We have to participate in these old ways and to allow children to participate in the process, not just as observers.


----------



## LincTex

Davarm said:


> I think that this article does deserve a thread of its own, but, thank you for the other post also.
> 
> If you have any more of this type of knowledge, please post it. This exactly the kind of "Stuff" I am trying to dig up from any source available. Its also a whole lot better than trying to re-learn it trial and error, which has been fun, but also a little messy and fsometimes a little frustrating.


I echo Dave.

I love to hear new ideas for "What can I do with all this stinkin' corn I bought?"


----------



## LincTex

Jimthewagontraveler said:


> 1 major complaint THIS MUST BECOME A PDF.
> Then we can all print it out to store on hard copy.
> Naekid? Andi? anybody?


Jim - - - just highlight the text, copy and paste it into a word document.... adjust the font size and type, as well as margins to your liking - - and print it *then*.

You can even save it as "simple text" and then the file size would become miniscule (a couple of Kb at the most!!).

Trying to print directly from a .html webpage is complete foolishness.


----------



## LincTex

I made a .pdf for you. It took maybe 30 seconds to do with an online converter.

This one is 160 Kb but I know I can make it a *LOT* smaller than that, even. I could get it down to just 2 Kb in plain text format.

see attachment


----------



## weedygarden

*Thank you, LincTex*

I often want to print information like this, and copying and pasting is what I usually do.

But, our administrators could add a print option to our posts. I have never added that when designing web pages, but it is possible. It would move this wonderful forum up another notch!


----------



## weedygarden

From Survival Blog recently:

This is a great youtube video showing the process.
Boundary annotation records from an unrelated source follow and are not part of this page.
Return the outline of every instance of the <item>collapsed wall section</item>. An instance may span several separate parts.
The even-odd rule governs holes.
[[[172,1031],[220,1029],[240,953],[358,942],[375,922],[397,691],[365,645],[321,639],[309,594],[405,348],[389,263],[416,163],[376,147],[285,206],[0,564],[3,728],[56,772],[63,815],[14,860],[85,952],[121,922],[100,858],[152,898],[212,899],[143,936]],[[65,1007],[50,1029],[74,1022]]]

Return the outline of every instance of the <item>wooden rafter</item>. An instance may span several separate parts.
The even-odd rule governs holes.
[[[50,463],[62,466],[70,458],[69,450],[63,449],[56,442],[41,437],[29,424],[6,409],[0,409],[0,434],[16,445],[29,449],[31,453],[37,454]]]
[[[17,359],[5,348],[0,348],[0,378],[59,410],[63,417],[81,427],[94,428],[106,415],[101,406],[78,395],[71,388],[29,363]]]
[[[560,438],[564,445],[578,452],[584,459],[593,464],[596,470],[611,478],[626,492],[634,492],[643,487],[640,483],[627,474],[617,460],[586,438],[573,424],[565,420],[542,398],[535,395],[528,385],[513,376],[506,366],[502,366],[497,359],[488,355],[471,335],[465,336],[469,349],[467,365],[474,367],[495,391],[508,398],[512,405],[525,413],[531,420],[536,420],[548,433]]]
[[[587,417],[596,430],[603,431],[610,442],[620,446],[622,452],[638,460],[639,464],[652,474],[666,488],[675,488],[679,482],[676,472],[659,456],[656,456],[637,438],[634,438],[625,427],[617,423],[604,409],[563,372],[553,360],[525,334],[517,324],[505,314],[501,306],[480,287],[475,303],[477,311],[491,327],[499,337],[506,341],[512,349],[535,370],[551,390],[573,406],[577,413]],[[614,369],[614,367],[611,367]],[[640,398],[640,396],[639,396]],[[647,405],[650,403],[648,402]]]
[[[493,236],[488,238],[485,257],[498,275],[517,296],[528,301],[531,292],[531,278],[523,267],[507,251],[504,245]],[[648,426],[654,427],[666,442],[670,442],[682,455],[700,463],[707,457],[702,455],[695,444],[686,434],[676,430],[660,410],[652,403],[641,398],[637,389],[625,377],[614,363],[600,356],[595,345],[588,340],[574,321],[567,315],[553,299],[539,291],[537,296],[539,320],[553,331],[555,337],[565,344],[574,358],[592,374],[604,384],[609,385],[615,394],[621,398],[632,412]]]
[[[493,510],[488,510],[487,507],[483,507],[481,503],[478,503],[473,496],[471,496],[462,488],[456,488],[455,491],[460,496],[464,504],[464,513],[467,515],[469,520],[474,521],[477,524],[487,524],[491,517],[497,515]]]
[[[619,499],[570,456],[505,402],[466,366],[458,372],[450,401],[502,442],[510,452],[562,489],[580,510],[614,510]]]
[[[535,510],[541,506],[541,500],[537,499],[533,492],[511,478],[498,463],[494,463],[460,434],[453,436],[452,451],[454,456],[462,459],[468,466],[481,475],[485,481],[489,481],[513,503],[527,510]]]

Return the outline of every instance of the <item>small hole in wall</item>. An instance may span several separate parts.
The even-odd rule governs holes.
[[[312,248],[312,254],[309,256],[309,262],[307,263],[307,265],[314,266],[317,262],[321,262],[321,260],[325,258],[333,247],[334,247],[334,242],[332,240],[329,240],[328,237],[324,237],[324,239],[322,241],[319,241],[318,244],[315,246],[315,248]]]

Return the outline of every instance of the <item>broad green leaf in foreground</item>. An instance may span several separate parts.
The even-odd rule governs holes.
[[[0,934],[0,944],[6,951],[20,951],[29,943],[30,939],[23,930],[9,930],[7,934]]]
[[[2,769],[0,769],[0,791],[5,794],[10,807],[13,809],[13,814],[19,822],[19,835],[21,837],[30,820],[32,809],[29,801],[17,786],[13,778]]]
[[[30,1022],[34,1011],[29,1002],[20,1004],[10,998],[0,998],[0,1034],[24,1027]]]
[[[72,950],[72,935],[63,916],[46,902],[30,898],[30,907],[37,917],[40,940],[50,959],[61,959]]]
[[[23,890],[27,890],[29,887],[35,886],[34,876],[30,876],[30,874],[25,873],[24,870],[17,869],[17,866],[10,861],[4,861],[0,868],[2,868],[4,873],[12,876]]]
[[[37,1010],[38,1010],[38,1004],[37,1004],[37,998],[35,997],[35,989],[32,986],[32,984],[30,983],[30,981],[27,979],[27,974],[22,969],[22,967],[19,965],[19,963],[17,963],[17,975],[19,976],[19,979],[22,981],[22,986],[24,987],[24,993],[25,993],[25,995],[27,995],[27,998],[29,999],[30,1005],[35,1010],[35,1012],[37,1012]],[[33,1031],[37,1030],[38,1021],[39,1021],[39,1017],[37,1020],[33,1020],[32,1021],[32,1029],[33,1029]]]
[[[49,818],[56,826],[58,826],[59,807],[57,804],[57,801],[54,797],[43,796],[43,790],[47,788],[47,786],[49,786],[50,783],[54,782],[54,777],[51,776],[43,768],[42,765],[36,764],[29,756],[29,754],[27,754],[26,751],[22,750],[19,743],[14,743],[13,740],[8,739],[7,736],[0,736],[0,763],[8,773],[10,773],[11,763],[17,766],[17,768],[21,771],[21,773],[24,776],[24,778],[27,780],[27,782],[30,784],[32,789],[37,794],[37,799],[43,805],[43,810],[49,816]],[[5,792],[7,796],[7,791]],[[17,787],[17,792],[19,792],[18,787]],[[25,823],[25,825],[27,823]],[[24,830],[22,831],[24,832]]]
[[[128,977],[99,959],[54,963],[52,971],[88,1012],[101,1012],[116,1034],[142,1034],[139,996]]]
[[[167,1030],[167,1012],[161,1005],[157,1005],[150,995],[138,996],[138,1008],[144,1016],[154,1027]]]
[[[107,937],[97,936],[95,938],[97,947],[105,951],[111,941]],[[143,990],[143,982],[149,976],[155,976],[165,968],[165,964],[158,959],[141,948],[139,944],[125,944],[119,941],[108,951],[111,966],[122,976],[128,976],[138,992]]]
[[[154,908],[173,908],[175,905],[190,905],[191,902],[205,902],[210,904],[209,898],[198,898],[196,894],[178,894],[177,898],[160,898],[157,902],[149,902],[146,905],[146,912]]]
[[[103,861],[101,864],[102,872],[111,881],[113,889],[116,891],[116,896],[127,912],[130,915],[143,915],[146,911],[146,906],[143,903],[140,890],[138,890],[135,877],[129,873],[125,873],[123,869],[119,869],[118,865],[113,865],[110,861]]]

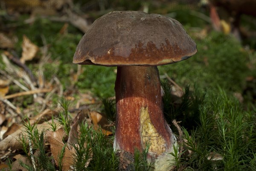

http://www.survivalblog.com/2012/05/letter-re-optimized-corn.html


----------



## kappydell

Wow, it was cool to see that post as a pdf...i don't know how to do that, either (high-tech i am not!) 
I did try the wood ash method to make hominy. It worked fine, a little slower than the other techniques, but it did work. 
I have also had quite a few native american friends and have learned much from them over the years. not all remember the 'old ways' but they are very kind to teach them to someone who is honestly seeking knowledge for personal use - not for profit, though. some things are supposed to be free - fresh air, fresh water, game enough to eat (for those skilled enough to take it humanely and use it without waste) and wisdom. Please remember, though, that free means sans money, not sans effort.


----------



## jmanick

Puree or grind your freshly made hominy with as little water as possible and it becomes "masa" -- the traditional Mayan dough that is used as is to make tortillas and tamales, thinned to make porrage, and thinned still further and flavored to make a traditional chocolate beverage. Dried, ground hominy is masa harina.


----------



## talob

Just made my first hominy today using your method, looks like it came out good gonna have some for supper tonight don't see any reason it won't be good, tomorrow I'll do more then start canning it another first for me kinda cool.[

QUOTE=kappydell;99823]I hope you don't mind my posting an article I wrote for backwoodsman mag about treating corn to make hominy/posole. I saw a question about it in another place, thought it might go here, too....kappydell

FROM ANIMAL FEED TO PEOPLE FOOD: HOW TO MAKE HOMINY

Hominy is an interesting food. It is easily made from dry corn, producing a cheap, filling, and tasty dish that has fed common folks since colonial days. Hominy grits are chopped hominy; the whole kernel type can be found canned in some grocery stores and the dried hominy (posole) can be ordered on the internet as well. But it is cheaper and a lot more fun to make it yourself. So just how do you turn that dried corn into edible hominy? There are several ways, depending on what material you find available. I have made hominy from corn I shelled from corn ears sold for feeding squirrels, as well as animal feed corn purchased from the feed store. Dent corn or flint corn work equally well, as does white, yellow, or multi-colored corn. (Popcorn does not make hominy, though it can be ground for an acceptable corn meal.)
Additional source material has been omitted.